Bronzed Chicken Breasts
Ingredients:
- 4 Tbsp. melted, unsalted butter or oil of your choice.
- 8 boneless, skinless breast halves (about 3 ounces each), about 1/2 to 3/4 inch thick (You may pound the breast a little to even out the thickness. Best if near room temperature.)
- 1 Tbsp. plus 1 tsp. Chef Paul Prudhomme’s Poultry Magic
Directions:
- Heat heavy griddle or skillet to about 350º F over medium to high heat or use an electric skillet.
- When griddle or skillet is heated, lightly coat each chicken breast half (both sides) with melted butter or oil.
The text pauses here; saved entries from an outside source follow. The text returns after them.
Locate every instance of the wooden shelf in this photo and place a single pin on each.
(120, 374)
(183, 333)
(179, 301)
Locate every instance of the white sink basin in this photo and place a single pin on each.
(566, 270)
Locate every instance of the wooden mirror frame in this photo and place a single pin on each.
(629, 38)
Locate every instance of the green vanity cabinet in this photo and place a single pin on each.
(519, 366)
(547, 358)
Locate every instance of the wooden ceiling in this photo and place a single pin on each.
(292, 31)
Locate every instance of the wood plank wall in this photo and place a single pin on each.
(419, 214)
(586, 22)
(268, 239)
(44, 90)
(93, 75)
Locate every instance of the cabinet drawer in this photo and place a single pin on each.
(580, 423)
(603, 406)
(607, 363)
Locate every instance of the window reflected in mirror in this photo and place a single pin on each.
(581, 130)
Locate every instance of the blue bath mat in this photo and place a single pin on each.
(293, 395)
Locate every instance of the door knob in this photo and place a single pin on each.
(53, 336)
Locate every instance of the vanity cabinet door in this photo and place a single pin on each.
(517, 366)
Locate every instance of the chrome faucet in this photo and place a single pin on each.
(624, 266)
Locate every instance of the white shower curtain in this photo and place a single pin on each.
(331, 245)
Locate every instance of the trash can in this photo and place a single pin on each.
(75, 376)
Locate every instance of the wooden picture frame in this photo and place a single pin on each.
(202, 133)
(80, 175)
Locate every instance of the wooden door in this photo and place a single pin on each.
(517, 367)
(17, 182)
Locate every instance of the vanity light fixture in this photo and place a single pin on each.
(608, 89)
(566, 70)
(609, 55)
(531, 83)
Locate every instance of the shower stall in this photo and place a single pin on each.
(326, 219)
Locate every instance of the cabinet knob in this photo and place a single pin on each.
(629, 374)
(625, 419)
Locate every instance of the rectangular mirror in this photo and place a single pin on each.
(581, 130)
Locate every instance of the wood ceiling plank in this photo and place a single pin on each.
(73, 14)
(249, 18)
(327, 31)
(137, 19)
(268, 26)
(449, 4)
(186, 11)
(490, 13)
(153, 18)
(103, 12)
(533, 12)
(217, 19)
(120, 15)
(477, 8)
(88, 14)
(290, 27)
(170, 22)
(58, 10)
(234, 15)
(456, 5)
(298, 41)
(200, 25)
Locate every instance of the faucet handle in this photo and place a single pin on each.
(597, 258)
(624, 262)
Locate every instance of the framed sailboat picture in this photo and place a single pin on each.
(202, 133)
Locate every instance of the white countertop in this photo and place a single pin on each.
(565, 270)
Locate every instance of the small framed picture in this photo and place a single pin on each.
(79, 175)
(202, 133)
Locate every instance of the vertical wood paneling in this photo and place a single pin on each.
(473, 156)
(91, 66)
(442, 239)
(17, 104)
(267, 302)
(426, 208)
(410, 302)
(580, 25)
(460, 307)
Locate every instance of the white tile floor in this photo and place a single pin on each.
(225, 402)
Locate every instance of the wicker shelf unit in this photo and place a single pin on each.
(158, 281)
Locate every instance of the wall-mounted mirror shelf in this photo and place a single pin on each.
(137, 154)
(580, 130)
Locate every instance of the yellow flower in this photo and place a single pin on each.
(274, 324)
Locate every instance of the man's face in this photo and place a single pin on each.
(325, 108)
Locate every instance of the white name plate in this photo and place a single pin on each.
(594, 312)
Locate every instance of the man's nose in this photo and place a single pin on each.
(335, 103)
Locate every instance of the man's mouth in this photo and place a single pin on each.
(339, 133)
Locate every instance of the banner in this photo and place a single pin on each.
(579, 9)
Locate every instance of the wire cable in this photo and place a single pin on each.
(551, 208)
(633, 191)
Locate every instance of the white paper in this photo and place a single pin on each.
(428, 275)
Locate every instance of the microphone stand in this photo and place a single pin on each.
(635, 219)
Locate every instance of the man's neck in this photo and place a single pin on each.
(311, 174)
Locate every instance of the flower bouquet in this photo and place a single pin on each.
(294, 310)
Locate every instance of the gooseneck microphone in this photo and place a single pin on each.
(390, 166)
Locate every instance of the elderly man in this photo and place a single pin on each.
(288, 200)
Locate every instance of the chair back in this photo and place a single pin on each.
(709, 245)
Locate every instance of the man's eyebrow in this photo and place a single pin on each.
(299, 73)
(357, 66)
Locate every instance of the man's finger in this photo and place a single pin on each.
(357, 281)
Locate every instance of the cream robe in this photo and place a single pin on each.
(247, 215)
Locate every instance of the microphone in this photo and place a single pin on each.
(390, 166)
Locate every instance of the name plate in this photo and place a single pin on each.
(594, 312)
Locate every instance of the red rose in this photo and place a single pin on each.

- With chicken in your hand, sprinkle the oiled breast evenly with about 1/2 teaspoon of Chef Paul Prudhomme’s Poultry Magic® and place the seasoned side down in the hot skillet.
- Then, season top side of breast.
- Cook chicken until underside is bronze in color, 2 to 3 minutes. (Watch and you will see white line coming up sides as chicken cooks; when line is about 1/2 the thickness, chicken is ready to be turned.)
- Cook until done, 2 to 3 minutes more.
- Serve immediately.
- Do not overcook! Chicken should be very juicy.
Servings: 4
Note: If you do not have Chef Paul Prudhomme’s Poultry Magic® at home, any of Chef Paul Prudhomme’s Magic Seasoning Blends® may be substituted.